The Skeleton filed by Mr Ravenscroft has dealt with: the issues he wishes
to be determined [in agreement with most of the Defendants draft List];
with the issues as drafted by the Defendant that he objects to being raised,
and with the issues as drafted by the Defendant that need the wording
amended, in order to more accurately reflect the Claims true position.

23.

It is agreed the proper construction of the term main navigable channel is


most properly dealt with by the High Court for the reasons stated. However
the Defendants suggestion that the remaining issues should be re-directed
following that, to the County Courts, is objected to for much the same
reasons as apply to the statutory construction of the 1971 Act.

24.

It is submitted that the issue of the proportionality of using section 8


powers in disregard of the specific statutory sanctions is of sufficient import
to warrant High Court determination.
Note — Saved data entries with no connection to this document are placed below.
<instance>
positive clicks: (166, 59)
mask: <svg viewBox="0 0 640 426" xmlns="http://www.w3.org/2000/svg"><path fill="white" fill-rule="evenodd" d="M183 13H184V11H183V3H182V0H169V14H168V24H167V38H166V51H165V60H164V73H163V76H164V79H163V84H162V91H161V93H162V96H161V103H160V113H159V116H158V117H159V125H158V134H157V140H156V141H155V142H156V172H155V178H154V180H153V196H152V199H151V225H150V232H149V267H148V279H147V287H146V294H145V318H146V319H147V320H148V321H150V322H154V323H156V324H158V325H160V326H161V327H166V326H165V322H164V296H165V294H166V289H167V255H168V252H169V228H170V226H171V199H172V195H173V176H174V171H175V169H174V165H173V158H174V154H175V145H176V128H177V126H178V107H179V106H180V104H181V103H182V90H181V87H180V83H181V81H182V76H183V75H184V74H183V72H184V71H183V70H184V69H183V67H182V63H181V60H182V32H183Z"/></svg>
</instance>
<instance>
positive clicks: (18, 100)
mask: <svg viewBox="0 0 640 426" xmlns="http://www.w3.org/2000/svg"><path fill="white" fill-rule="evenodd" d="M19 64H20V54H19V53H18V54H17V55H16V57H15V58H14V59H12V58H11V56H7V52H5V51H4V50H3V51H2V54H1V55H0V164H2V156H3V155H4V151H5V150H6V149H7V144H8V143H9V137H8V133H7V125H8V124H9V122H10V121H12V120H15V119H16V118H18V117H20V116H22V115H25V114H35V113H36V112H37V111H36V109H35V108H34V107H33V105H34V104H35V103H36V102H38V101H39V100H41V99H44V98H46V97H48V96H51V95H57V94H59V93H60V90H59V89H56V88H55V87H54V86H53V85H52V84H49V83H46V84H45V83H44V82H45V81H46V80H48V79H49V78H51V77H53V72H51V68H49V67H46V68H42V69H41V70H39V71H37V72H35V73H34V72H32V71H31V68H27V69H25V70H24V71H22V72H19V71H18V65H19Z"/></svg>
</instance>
The Appeal Court is already seised of
the question as to whether County Courts should be permitted to set aside
any consideration of this issue in the Defendants section 8 cases.

25.

Equally, it is submitted that the practice of forcing payment of claimed


licence arrears before returning seized boats, is a matter of sufficient
gravity - in a national organisation openly attempting to justify that in these
proceedings - that a declaration as to the criminality of, and punishment
for, the practice, comes most fittingly and effectively from the High Court.

26.

Aside from the above points, the High Court being already seised of these
matters, and in possession of the full background facts in the present
context of this case, I submit that passing some issues down to the lower
Courts will not be cost effective nor saving of time quite the reverse.

Statement of Truth
I believe that the facts stated in this Statement are true.